Ce magistrat a rendu compte des plaidoiries dans le délibéré de la Cour, composée de :
Madame Carole DAUX-HARAND, Présidente de chambre
Madame Carole MENDOZA, Conseillère
Madame Florence PERRAUT, Conseillère
Greffier lors des débats : Mme Natacha BARBE.
Les parties ont été avisées que le prononcé de la décision aurait lieu par mise à disposition au greffe le 22 Mai 2025.
ARRÊT
Contradictoire,
Prononcé par mise à disposition au greffe le 22 Mai 2025
Signé par Madame Carole DAUX-HARAND, Présidente de chambre et Mme Natacha BARBE, greffier auquel la minute de la décision a été remise par le magistrat signataire.
***
EXPOSE DU LITIGE :
Monsieur [P] [J] et madame [Y] [M] sont propriétaires de lots au sein de l’ensemble immobilier, sis [Adresse 3] (83).
Par exploit d’huissier du 9 mars 2020, le syndicat des copropriétaires de l’ensemble immobilier, sis [Adresse 4] (83), représenté par son syndic en exercice, a fait assigner M. [J] et Mme [M], par devant le tribunal judiciaire de Draguignan, aux fins de la voir condamner solidairement à lui payer les sommes suivantes :
1 895,67 euros, au titre des charges impayées, avec intérêts à taux légal à compter de la mise en demeure du 17 novembre 2018 ;
30 euros, au titre des frais engagés par le syndicat des copropriétaires, avec intérêts à taux légal à compter de la mise en demeure du 17 novembre 2018 ;
9 000 euros à titre de dommages et intérêts en réparation de son préjudice subi ;
2 000 euros au titre de l’article 700 du code de procédure civile et aux entiers dépens.
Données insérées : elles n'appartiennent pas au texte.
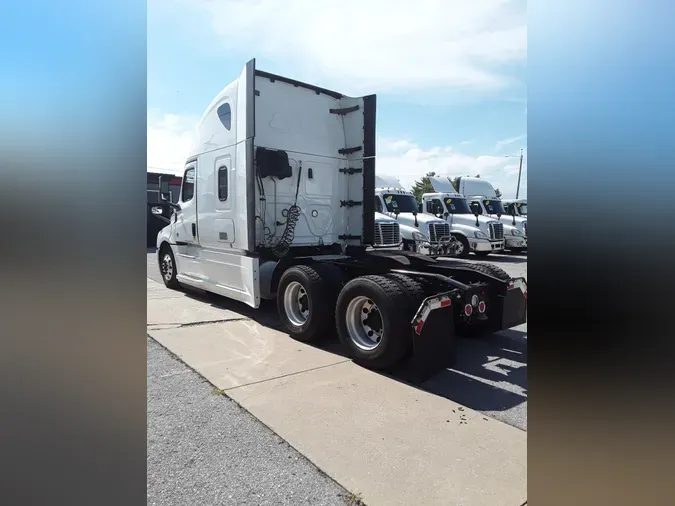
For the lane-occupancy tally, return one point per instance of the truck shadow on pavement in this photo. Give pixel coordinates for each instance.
(503, 258)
Par jugement réputé contradictoire du 6 août 2021, le tribunal a :
— condamné solidairement M. [J] et Mme [M] à payer au syndicat des copropriétaires, pris en la personne de son syndic en exercice, la somme de 1641,01 euros, au titre des charges impayés, avec intérêts à taux légal à compter de la mise en demeure du 17 novembre 2018 ;
— condamné solidairement M. [J] et Mme [M] à payer au syndicat des copropriétaires, pris en la personne de son syndic en exercice, la somme de 1 000 euros, à titre de dommages et intérêts ;
— condamné solidairement M. [J] et Mme [M] à payer au syndicat des copropriétaires, pris en la personne de son syndic en exercice, la somme de 1 000 euros, sur le fondement de l’article 700 du code de procédure civile, outre les dépens incluant les frais d’hypothèque, de commandement de payer, les droits et émoluments d’huissier et le droit de recouvrement et d’encaissement ;
— débouté le syndicat des copropriétaires, pris en la personne de son syndic en exercice, de ses demandes.
Suivant déclaration au greffe en date du 2 août 2021,M. [J] et Mme [M] ont relevé appel du jugement, en toutes ses dispositions dûment reprises.
Par conclusions notifiées par voie électronique le 18 novembre 2021, auxquelles il est renvoyé pour plus ample exposé des prétentions et moyens, il demande à la cour qu’elle infirme le jugement entrepris et statuant à nouveau :
— déboute le syndicat des copropriétaires, pris en la personne de son syndic en exercice, de ses demandes ;
— condamne le syndicat des copropriétaires, pris en la personne de son syndic en exercice, à leur verser les sommes de :
* 2 000 euros chacun, pour résistance abusive ;
* 2 000 euros, sur le fondement de l’article 700 du code de procédure civile, outre les entiers dépens, dont distraction au profit de Maître de Lumley Woodyear.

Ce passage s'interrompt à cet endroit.